41 P.2d 987 | Kan. | 1935

The opinion of the court was delivered by

Hutchison, J.:

This was an action to recover from the city of Wichita damages suffered by the plaintiff when struck on the shoulder by a branch of a tree standing in the parking in front of his home where he had lived two years. The accident occurred during a windstorm, when the tree was blown down and fell as plaintiff was getting out of an automobile in front of his home.

The petition alleged that the tree in question had for several months prior to the injury been dead, rotted and decayed, and the roots thereof were weak and of insufficient strength to support it in an upright position and withstand the pressure of the ordinary winds which prevailed in that locality; that this dangerous and unsafe condition was known by the defendant, its officers, agents, servants and employees, or ought to have been known and could have been known by the exercise of reasonable or ordinary care, but that the city negligently permitted the tree to remain; that defendant had been notified of its unsafe and dangerous condition, and that in a few days after being notified of its condition the officers of the city inspected and examined the tree and condemned the same as being insecure, unsafe, dangerous and a hazard to the safety of the public.

The answer of the defendant city consisted of general and special denials; that the city was not liable generally, that the windstorm was unusually violent and severe, and that plaintiff was guilty of contributory negligence.

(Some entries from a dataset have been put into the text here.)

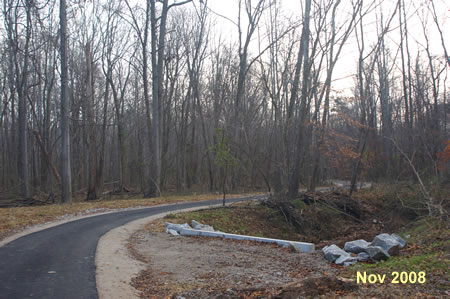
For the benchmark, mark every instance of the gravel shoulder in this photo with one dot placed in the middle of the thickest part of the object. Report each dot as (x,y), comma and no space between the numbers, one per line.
(198,267)
(115,262)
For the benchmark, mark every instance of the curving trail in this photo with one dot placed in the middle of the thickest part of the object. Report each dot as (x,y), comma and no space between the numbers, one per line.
(59,262)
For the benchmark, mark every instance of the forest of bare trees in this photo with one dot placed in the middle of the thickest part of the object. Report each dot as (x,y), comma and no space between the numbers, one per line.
(154,97)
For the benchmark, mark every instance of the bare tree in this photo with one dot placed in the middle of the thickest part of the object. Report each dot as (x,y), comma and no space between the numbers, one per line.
(66,178)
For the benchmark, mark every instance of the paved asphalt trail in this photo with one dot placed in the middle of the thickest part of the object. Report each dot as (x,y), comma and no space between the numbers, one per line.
(59,262)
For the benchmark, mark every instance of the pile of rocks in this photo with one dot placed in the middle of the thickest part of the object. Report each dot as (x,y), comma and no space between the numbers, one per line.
(381,248)
(175,229)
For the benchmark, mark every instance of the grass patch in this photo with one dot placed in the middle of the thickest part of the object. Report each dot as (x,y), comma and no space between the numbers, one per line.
(241,218)
(17,218)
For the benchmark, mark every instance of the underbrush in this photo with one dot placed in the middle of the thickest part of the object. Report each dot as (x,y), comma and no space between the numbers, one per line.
(17,218)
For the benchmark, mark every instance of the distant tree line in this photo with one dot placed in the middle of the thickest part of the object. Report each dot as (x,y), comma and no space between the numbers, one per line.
(157,100)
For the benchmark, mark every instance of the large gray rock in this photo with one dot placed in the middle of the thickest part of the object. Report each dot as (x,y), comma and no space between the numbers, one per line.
(389,243)
(173,232)
(363,256)
(333,252)
(377,253)
(356,246)
(176,227)
(399,240)
(199,226)
(346,260)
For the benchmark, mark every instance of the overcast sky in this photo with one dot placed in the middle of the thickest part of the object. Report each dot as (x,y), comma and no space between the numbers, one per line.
(347,64)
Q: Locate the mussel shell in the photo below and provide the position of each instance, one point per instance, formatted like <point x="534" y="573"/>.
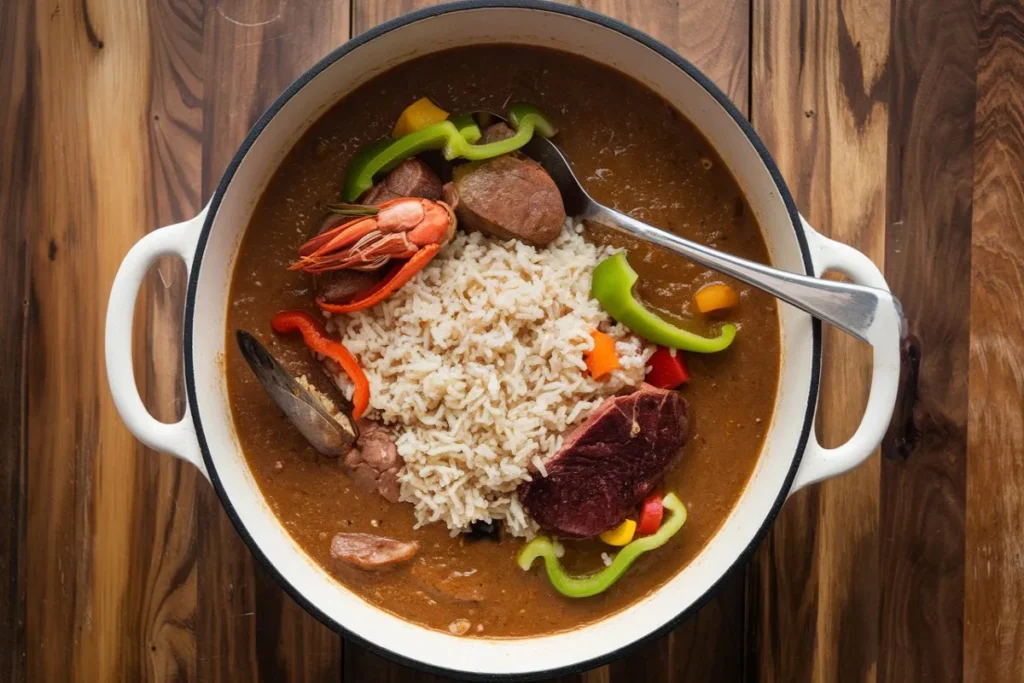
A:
<point x="330" y="436"/>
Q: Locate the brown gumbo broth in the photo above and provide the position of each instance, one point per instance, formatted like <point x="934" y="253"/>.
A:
<point x="633" y="152"/>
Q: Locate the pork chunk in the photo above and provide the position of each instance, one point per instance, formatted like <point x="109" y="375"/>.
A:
<point x="368" y="551"/>
<point x="374" y="463"/>
<point x="509" y="197"/>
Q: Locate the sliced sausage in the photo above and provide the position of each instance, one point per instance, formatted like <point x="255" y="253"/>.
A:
<point x="371" y="552"/>
<point x="410" y="178"/>
<point x="509" y="197"/>
<point x="340" y="287"/>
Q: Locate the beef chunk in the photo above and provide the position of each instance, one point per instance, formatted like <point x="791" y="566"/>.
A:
<point x="371" y="552"/>
<point x="509" y="197"/>
<point x="609" y="464"/>
<point x="410" y="178"/>
<point x="374" y="464"/>
<point x="446" y="584"/>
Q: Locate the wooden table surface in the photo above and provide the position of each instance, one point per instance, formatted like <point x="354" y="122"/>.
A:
<point x="899" y="128"/>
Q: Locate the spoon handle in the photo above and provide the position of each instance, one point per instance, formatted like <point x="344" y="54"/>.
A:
<point x="849" y="307"/>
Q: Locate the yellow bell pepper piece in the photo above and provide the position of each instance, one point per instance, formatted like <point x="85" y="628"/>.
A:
<point x="716" y="297"/>
<point x="419" y="115"/>
<point x="622" y="535"/>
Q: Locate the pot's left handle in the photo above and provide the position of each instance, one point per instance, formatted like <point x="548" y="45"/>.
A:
<point x="177" y="438"/>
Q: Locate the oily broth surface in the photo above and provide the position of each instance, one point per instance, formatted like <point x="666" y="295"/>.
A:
<point x="633" y="152"/>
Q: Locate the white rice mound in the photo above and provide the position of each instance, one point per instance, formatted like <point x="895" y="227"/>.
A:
<point x="477" y="364"/>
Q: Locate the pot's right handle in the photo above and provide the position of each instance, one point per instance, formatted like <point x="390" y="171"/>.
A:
<point x="884" y="335"/>
<point x="177" y="438"/>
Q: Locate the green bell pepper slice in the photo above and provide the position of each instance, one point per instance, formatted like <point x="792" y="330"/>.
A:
<point x="525" y="120"/>
<point x="382" y="157"/>
<point x="585" y="587"/>
<point x="612" y="287"/>
<point x="455" y="137"/>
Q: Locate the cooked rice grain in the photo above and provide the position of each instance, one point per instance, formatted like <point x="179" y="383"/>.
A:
<point x="477" y="363"/>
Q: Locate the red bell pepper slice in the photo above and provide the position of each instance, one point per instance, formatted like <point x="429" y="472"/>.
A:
<point x="316" y="338"/>
<point x="667" y="369"/>
<point x="650" y="515"/>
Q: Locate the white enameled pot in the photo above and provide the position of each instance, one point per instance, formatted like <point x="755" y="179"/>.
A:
<point x="209" y="243"/>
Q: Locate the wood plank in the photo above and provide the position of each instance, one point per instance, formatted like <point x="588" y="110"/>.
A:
<point x="18" y="138"/>
<point x="166" y="536"/>
<point x="108" y="569"/>
<point x="248" y="629"/>
<point x="819" y="101"/>
<point x="715" y="36"/>
<point x="993" y="639"/>
<point x="929" y="241"/>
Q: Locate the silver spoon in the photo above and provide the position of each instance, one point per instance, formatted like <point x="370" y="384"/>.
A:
<point x="332" y="437"/>
<point x="850" y="307"/>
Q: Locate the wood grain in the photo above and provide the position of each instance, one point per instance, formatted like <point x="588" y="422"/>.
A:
<point x="820" y="102"/>
<point x="18" y="136"/>
<point x="248" y="628"/>
<point x="168" y="486"/>
<point x="929" y="231"/>
<point x="993" y="639"/>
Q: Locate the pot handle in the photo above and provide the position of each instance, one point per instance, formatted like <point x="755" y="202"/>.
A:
<point x="884" y="335"/>
<point x="177" y="438"/>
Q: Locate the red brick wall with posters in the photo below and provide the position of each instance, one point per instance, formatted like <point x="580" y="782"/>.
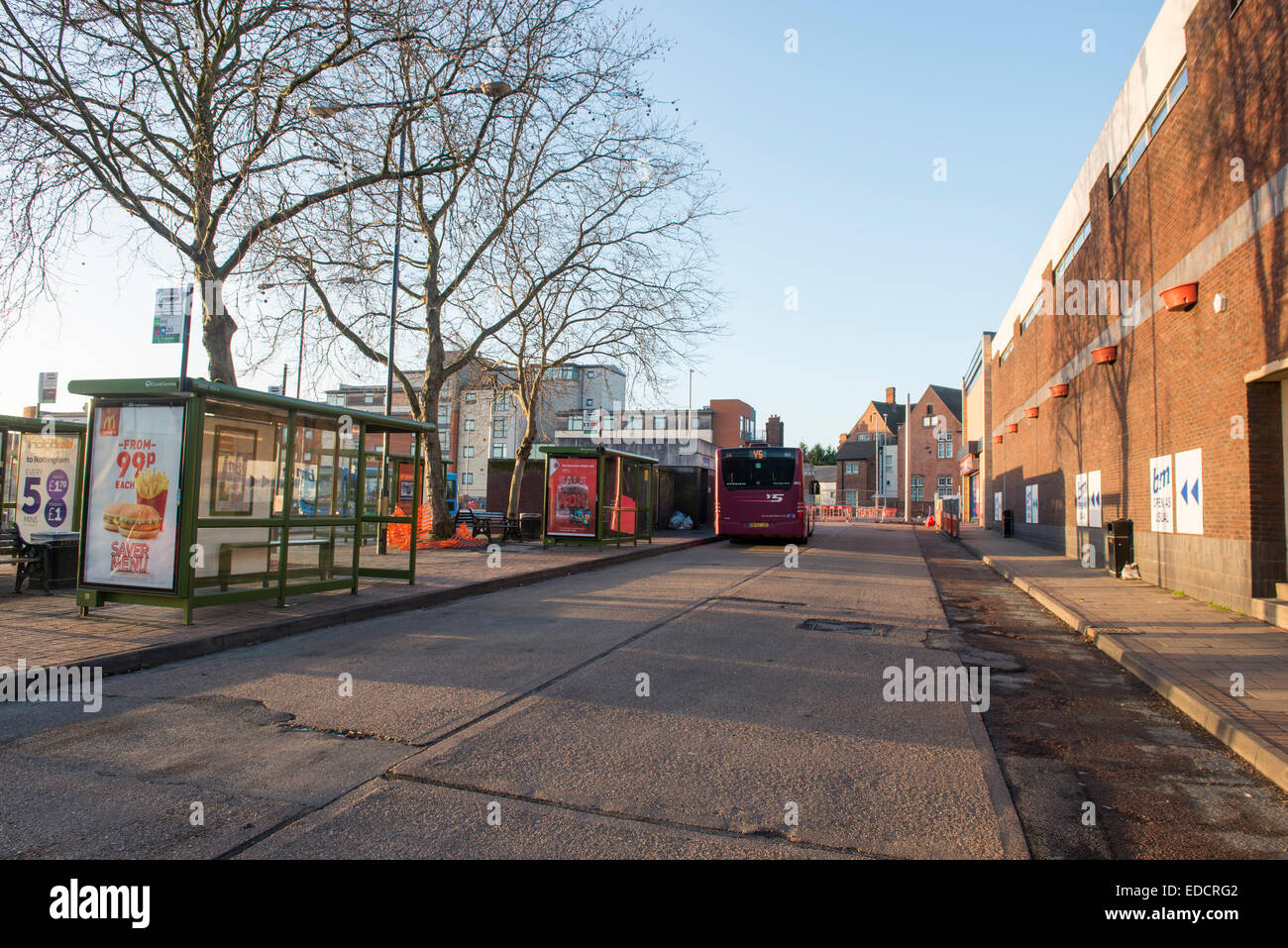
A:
<point x="1179" y="381"/>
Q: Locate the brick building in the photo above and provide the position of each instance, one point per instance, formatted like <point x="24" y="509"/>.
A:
<point x="934" y="434"/>
<point x="879" y="417"/>
<point x="855" y="473"/>
<point x="1180" y="428"/>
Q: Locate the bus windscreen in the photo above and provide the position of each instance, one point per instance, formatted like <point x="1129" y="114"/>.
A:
<point x="746" y="472"/>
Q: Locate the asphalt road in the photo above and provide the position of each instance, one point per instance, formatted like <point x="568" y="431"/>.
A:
<point x="1073" y="728"/>
<point x="713" y="702"/>
<point x="518" y="724"/>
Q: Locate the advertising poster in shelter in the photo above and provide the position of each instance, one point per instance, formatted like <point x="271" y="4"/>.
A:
<point x="572" y="500"/>
<point x="47" y="483"/>
<point x="132" y="520"/>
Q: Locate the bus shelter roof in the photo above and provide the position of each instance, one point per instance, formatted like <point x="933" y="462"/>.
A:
<point x="576" y="451"/>
<point x="13" y="423"/>
<point x="138" y="388"/>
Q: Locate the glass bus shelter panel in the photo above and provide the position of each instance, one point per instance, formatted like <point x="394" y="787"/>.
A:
<point x="248" y="558"/>
<point x="240" y="447"/>
<point x="9" y="488"/>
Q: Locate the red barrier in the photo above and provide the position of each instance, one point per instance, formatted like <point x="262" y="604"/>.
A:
<point x="877" y="513"/>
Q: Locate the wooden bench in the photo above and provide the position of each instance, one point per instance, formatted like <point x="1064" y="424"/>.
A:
<point x="326" y="556"/>
<point x="483" y="522"/>
<point x="26" y="558"/>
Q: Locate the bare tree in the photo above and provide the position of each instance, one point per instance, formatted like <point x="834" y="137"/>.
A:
<point x="545" y="165"/>
<point x="192" y="119"/>
<point x="640" y="296"/>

The reply was a general and special denial.

*389The jury rendered a verdict for the plaintiff and answered several special questions. The defendant moved to strike out the answers to two of the questions, which motion was overruled. Defendant then moved for judgment on the answers to the special questions notwithstanding the general verdict, which motion was overruled, as was a motion for a new trial. Defendant appeals, assigning several errors, among them the failure and refusal of the trial court to render judgment for the defendant on the answers to the special questions.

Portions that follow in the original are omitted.